The table on page 16 of the prospectus, which was subsequently amended by prospectus supplement No. 1, sets forth information with respect
to the selling shareholders and the respective amounts of shares of our common stock beneficially owned by each selling shareholder that may
be offered pursuant to the prospectus. This prospectus supplement amends and restates that table in its entirety, as follows:
Shares of Common Stock Number of Shares of Common Stock
Beneficially Owned Prior to Shares Beneficially Owned After
Securityholder Offering(1) Being Offered Offering(2)
Number Percent(3) Number Percent
Dillon Yarn Corporation 5,191,298 8.6% 5,191,298 — —
Little Bay Investment Corp. 131,000 * 131,000 — —
John Barrie 6,637 * 6,637 — —
Floyd Lee Johnson 248,000 * 200,000 48,000 *
Harvey Levy 57,620 * 57,620 — —
Mitchel Weinberger 130,000 * 100,000 30,000 *
Total 5,764,555 9.6% 5,686,555 78,000 *
* Less than 1%
(1) Beneficial ownership is as of June 28, 2010 based upon information provided by each selling shareholder named in the table above.
(2) Assumes sale of all shares of our common stock registered hereunder, even though the selling shareholders are under no obligation
known to our company to sell any shares of our common stock at this time.
(3) Based on 60,172,300 shares of our common stock outstanding as of June 21, 2010.
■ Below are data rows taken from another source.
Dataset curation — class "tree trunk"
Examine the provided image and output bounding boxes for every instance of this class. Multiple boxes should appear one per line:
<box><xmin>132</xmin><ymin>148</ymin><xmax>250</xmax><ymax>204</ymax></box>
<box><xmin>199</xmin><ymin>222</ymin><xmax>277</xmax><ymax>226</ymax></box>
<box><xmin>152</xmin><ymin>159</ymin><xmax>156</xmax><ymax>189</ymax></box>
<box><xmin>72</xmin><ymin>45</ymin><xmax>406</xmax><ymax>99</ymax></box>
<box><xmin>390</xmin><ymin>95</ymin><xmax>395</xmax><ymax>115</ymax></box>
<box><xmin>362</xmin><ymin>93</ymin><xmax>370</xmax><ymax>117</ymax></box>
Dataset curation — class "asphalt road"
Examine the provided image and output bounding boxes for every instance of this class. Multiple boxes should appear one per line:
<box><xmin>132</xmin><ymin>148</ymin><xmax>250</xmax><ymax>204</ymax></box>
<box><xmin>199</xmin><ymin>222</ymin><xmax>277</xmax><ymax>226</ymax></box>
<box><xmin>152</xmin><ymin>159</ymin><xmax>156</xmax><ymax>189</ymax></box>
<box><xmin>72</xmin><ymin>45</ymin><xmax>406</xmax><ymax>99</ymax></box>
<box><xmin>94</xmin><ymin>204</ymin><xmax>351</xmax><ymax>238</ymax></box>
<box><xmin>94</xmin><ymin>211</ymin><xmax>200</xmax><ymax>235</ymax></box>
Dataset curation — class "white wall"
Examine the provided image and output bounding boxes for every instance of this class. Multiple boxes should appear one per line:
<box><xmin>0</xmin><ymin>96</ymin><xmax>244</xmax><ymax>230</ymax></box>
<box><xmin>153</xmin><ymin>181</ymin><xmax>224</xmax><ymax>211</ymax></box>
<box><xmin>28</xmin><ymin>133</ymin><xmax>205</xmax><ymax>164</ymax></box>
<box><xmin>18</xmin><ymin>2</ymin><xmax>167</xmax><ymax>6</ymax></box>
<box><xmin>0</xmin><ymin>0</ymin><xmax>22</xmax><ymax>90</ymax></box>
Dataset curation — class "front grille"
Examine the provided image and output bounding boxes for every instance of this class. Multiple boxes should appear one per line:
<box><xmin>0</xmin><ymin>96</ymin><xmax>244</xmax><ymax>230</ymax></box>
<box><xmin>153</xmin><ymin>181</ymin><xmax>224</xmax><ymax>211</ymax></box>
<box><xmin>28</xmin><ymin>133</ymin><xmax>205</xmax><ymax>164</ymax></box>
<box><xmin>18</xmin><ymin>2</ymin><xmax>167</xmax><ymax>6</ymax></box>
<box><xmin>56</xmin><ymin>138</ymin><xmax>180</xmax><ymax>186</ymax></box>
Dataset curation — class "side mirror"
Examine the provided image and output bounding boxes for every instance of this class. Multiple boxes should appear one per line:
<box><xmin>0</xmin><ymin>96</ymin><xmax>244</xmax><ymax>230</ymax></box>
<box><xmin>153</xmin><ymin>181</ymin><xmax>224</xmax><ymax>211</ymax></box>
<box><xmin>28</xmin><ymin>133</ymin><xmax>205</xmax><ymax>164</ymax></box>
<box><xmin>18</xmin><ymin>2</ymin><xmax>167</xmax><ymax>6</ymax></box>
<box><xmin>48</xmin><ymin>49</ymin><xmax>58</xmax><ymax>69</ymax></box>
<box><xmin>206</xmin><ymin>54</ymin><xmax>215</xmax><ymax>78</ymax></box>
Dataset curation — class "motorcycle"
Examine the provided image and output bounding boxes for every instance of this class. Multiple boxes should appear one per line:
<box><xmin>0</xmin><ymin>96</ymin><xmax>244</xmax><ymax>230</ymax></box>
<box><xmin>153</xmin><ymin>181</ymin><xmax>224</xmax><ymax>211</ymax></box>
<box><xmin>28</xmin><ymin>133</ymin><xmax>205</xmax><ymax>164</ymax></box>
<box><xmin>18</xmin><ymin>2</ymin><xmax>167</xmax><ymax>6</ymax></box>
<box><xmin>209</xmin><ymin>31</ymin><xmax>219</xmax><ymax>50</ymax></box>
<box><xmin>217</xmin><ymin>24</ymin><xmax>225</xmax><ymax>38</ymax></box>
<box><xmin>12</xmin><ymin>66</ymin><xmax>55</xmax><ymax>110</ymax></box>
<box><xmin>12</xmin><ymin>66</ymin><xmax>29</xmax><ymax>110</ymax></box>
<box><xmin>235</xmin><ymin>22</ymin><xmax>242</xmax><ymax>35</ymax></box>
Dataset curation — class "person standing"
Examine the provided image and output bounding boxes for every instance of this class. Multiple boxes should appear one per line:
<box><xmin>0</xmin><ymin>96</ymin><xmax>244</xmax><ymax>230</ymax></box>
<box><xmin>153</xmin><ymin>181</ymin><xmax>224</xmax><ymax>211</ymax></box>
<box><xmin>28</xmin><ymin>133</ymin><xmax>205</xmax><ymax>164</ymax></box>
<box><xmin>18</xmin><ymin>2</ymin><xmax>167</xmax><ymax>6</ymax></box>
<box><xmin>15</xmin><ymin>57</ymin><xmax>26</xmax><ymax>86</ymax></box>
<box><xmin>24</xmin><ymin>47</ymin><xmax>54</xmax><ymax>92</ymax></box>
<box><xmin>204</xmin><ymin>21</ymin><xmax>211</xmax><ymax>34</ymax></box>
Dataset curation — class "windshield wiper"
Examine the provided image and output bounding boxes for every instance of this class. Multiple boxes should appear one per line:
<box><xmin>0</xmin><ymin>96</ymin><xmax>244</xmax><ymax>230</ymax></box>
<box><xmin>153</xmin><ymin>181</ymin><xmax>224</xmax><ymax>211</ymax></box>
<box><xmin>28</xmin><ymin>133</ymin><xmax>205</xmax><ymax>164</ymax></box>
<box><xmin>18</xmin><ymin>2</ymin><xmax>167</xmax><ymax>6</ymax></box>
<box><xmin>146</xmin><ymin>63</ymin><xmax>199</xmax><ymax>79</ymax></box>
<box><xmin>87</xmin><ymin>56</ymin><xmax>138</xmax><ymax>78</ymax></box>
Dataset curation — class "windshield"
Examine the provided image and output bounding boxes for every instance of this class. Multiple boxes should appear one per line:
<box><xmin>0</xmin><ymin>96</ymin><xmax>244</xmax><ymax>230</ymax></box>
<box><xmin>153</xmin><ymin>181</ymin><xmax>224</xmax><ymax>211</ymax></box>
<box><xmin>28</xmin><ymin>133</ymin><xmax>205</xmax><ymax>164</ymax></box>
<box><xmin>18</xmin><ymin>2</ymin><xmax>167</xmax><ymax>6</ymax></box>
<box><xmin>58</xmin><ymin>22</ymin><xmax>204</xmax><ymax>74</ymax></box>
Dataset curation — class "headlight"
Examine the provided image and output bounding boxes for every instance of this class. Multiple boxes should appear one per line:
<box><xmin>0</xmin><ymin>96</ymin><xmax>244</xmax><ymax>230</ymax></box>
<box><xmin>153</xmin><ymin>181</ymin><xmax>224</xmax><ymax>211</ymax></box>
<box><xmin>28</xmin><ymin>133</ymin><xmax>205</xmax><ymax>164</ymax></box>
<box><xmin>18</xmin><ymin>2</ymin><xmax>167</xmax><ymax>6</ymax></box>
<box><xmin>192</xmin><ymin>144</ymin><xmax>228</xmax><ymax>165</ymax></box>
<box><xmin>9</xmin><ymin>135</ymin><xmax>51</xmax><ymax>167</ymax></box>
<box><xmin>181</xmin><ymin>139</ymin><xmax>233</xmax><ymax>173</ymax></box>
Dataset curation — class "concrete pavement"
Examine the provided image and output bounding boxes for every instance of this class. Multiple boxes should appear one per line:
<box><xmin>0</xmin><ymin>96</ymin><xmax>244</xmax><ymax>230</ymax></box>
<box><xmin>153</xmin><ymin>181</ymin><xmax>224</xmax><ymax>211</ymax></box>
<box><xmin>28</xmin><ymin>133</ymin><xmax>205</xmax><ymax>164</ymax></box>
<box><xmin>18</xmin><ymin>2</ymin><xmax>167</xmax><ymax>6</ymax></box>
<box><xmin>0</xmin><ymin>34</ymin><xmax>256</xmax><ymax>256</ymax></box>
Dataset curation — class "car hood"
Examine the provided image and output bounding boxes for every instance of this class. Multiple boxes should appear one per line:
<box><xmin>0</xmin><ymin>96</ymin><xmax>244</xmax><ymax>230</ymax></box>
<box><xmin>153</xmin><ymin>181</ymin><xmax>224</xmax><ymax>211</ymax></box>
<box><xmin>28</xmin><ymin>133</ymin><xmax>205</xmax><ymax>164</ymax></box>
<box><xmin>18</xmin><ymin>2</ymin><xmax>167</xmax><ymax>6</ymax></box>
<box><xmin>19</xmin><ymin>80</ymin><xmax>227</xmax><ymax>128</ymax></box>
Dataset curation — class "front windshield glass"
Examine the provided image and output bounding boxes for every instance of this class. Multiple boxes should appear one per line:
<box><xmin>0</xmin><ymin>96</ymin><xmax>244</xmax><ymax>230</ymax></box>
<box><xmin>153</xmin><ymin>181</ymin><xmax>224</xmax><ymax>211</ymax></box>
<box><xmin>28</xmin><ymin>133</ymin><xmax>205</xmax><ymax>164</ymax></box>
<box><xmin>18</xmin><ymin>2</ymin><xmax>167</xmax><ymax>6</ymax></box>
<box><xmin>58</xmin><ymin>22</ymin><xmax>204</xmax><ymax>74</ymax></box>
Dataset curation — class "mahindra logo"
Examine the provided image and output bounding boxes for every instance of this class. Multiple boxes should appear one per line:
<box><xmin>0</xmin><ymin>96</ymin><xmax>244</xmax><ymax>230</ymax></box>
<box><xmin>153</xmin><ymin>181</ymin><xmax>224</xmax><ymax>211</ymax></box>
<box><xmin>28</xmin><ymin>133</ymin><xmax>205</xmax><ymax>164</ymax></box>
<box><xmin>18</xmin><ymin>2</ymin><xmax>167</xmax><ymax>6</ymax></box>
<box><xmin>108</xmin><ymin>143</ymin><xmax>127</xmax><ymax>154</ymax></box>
The prospectus dated February 9, 2007 and the prospectus supplement No. 1 dated May 29, 2007 together with this prospectus supplement
No. 2, constitutes the prospectus required to be delivered by Section 5(b) of the Securities Act of 1933, as amended, with respect to offers and
sales of the common stock.
Our common stock is traded on the New York Stock Exchange under the symbol UFI. On June 28, 2010, the last reported sales price of our
common stock was $3.91 per share.
We urge you to carefully read the section entitled “Risk Factors” beginning on page 4 of the accompanying prospectus, where we
describe specific risks associated with our common stock before you make your investment decision.
Neither the Securities and Exchange Commission nor any state securities commission has approved or disapproved of these securities or passed
upon the adequacy of this prospectus supplement. Any representation to the contrary is a criminal offense.
The date of this prospectus supplement is June 29, 2010.